I posted some pics on another thread but the lower control arm front chassis mount had been badly damaged from the constant clunking and twisting that the LCA was being impacted by.

It's home, it's now got a fully working rear locking diff after the brand new OEM diff that got fitted having incorrect plugs (actuator was for a 79 series).

Those who followed my posts on this thread will know the extent I've gone to with buying only brand new OEM parts from Japan/Partsouq, and this finally feels like I'm through the sh*t now.

I'm preparing to send off my cluster for repairs due to stepper motor faults, and once that's done, I'm just going to tinker and sit back for a little while.

The specialist I took it to to resolve these issues from the previous work have performed nothing short of miracles, and I'm planning to use them for all major works in the future!

They have an 80 and 100 series fitted with a ZF 8HP BMW 8 speed paired to the 1HDFTE and after going for a test drive in one, I couldn't honest believe how much the drive is transformed.

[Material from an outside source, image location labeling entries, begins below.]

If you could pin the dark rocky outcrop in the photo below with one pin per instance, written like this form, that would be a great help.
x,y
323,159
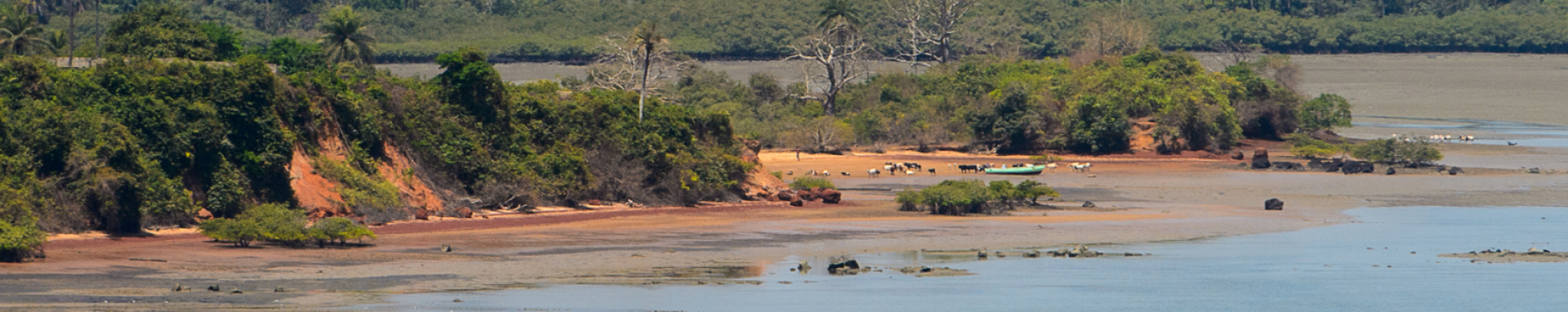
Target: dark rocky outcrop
x,y
1261,158
845,267
1288,165
831,196
1274,204
1356,168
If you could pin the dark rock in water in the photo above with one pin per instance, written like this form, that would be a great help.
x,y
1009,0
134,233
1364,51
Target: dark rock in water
x,y
847,267
1286,165
1356,168
831,196
1261,158
1274,204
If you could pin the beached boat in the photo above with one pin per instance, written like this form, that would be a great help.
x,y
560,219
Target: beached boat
x,y
1017,170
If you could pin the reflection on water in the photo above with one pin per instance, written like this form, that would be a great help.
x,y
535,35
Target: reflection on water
x,y
1486,132
1388,261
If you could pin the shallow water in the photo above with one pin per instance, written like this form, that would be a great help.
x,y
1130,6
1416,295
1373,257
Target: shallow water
x,y
1387,261
1486,132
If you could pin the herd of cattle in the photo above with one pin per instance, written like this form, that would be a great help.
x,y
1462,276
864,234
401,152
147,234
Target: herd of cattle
x,y
915,168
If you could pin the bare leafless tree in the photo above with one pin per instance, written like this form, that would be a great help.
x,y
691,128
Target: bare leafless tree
x,y
929,25
840,52
1230,54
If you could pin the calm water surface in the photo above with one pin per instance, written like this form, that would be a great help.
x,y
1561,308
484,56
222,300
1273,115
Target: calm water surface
x,y
1324,269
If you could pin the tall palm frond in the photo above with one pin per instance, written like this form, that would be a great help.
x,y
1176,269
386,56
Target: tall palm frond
x,y
20,35
345,38
648,39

My gearbox is old, worn and lingers on changes, even after servicing, I'm going to seriously consider this for the future. It pairs with the transfer case properly etc so all diff locking etc works as before, and has a standalone ECU, incredibly clever - they have even suggested using a (new) Supra shifter, to keep it looking somewhat OEM.

A selection of pics of the repairs, the 100 series today, and of course the 80 series with the 8HF (disregard the wiring)!

Great to be back!

View attachment 4016706

View attachment 4016707

View attachment 4016708

View attachment 4016709

View attachment 4016710
I'm waiting for someone in the US to make a 8HP70 kit for the 1FZ.
 
We're saying goodbye to our beloved KOTO on Tuesday. It just turned 190k but is rusting into oblivion. It will not pass inspection in Vermont due to rust - and I mean rusted frame, suspension - you name it, it has almost rusted away . Everything works except the rear AC, but it's done. Replacing it with a 4Runner since I don't want a hybrid, which eliminates the new LCs. KOTO has been great, and we will certainly miss this truck. I can not resell it as I can not get it to pass inspection. It will go to a reseller or be scrapped. How I hate Chicago winters and the tons of road salt that's used to tame winter snow. RIP old friend - it's been one hell of a ride for almost 20 years.
 
Not sure if I/m doing for or doing to my Cruiser or maybe I’m just feeling extremely… uhhhh generous towards my Cruiser…and looking for a newish replacement engine for Elsie. Anyone have a line on a gently used, reasonable priced 4.7L engine in the Atlanta, Ga/North Ga Mtns available?

I think that when it overheated last week, I blew a head gasket and trashed the motor. No issue rebuilding the trashed motor, just want a replacement so I can tear the old one down to rebuild it.